Über François Ozons Komödie »Das Schmuckstück«

Arbeitskampf im Retro-Look

François Ozons Komödie »Das Schmuckstück« ist ein witziges Plädoyer für mehr Frauen in der Wirtschaft.

Um François Ozons stilistischen Sprüngen und Launen folgen zu können, braucht es schon eine gewisse Beweglichkeit. Hatte er gerade noch im tiefmelancholischen Tonfall von Verlust, Weltflucht und dem Wunder der Schwangerschaft erzählt (»Rückkehr ans Meer«), wendet er sich nun plötzlich dem politischen Leben zu, der Fabrik, der Straße und der häuslichen Kampfzone: Es geht um Arbeiterstreiks, Emanzipationskämpfe und um das Glück, Macht umzuverteilen.
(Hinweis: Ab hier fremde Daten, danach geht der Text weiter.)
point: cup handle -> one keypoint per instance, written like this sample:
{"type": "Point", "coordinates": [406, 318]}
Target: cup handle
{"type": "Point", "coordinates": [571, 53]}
Zweifellos gehört »Das Schmuckstück« (»Potiche«) in die Kategorie »exzentrische Referenzspiele mit der Filmgeschichte«. In den vergangenen Jahren konnte man mitunter den Eindruck gewinnen, dass sich dieses für Ozon ty­pische »Genre« trotz seiner zweifellos vergnüglichen Effekte ein wenig im Formalismus erschöpft hatte. Während Komödien wie »Ricky« sich auf selbstzufriedene Zitatexperimente beschränkten, schienen allein die Melodramen für gewichtige Themen vorgesehen zu sein. In »Das Schmuckstück« gehen nun beide Tendenzen wieder zusammen: Ozons Begeisterung für Genreaneignungen bzw. Pastiches und seine gesellschaftspolitischen Interessen, die er in seinem neuen Film zwar in den späten siebziger Jahren ansiedelt, aber gleichzeitig clever zur Diagnose der Zeit verwendet.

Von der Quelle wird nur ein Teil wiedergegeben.